Republicans were also moving ahead quickly with a bill that would provide a state-level guarantee of health insurance coverage for people with pre-existing conditions. The Assembly Health Committee approved the measure Thursday, two days after a public hearing, which sets up a vote by the full Assembly on Tuesday.
Evers tweeted that he asked Republican leaders in a meeting Thursday to consider numerous changes to the bill, including preventing insurance plans from setting annual and lifetime limits, covering services for mothers and newborns as well as prescription drug costs. Evers said the state must also withdraw from a multi-state lawsuit seeking repeal of the federal law — a move that would require legislative approval.
“I will not sign legislation that fails to fully protect Wisconsinites like me who have pre-existing conditions,” said Evers, a cancer survivor.
Assembly Speaker Robin Vos said later Thursday it was “too early to tell” whether Republicans would agree to Evers’ demands. Vos wanted to approve the bill Tuesday, the first day lawmakers were in session. That evening, Evers is set to deliver his first State of the State speech.
Supporters of the GOP proposal argue that there’s no reason to oppose putting in place state protections, which would only take effect if the Affordable Care Act is repealed. But opponents say it wouldn’t work as planned unless other elements of the federal law, including those designed to keep down costs, are also in place.
Democratic Rep.
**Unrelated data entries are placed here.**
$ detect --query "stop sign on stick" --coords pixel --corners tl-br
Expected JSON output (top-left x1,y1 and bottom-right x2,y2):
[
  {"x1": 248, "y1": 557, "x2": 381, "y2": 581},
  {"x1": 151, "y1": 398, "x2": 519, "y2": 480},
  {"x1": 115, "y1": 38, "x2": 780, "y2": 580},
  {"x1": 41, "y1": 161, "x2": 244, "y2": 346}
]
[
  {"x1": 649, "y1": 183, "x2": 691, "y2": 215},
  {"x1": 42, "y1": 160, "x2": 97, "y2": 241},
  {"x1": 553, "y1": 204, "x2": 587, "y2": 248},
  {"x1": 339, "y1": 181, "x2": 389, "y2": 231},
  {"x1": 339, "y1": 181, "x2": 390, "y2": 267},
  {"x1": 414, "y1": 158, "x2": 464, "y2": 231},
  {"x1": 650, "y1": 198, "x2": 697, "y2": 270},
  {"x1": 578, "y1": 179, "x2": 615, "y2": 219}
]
Jimmy Anderson, who is paralyzed, called the bill a publicity stunt that gives “false hope” and does nothing to make health insurance more affordable and accessible.
On the tax cut plan, Vos cast the $340 million proposal unveiled at simultaneous news conferences across the state as a “fantastic chance” for Evers to deliver, with GOP support, on one of his main campaign pledges.
That’s not how Evers sees it.
His spokeswoman Melissa Baldauff said the GOP income tax cut plan “falls short” by relying on a $588 million budget surplus to fund it rather than capping tax breaks given out under the Manufacturing and Agriculture Credit program as Evers wants.
Baldauff faulted Republicans for rejecting federal money to pay for Medicaid expansion and hiring outside attorneys for lawsuits targeting last months’ GOP lame-duck session, moves she said “leave taxpayers on the hook for hundreds of millions of dollars.”
Scaling back the corporate tax credit program is a nonstarter for Republicans, who enacted the program under former GOP Gov. Scott Walker.
Rep. John Nygren, co-chair of the Legislature’s budget committee, said it didn’t make sense to “jeopardize what has brought us to this point of prosperity by undoing a tax cut.”
Republicans have also refused to expand Medicaid, even though the influx of federal cash is projected to save the state about $180 million a year.
Senate Republican Majority Leader Scott Fitzgerald signaled general support for the GOP income tax cut idea. The proposal would increase the standard deduction and target individuals earning less than $100,000 a year and families making less than $150,000. The median family filing jointly would see a $310 reduction in their taxes, according to an analysis by the nonpartisan Legislative Fiscal Bureau.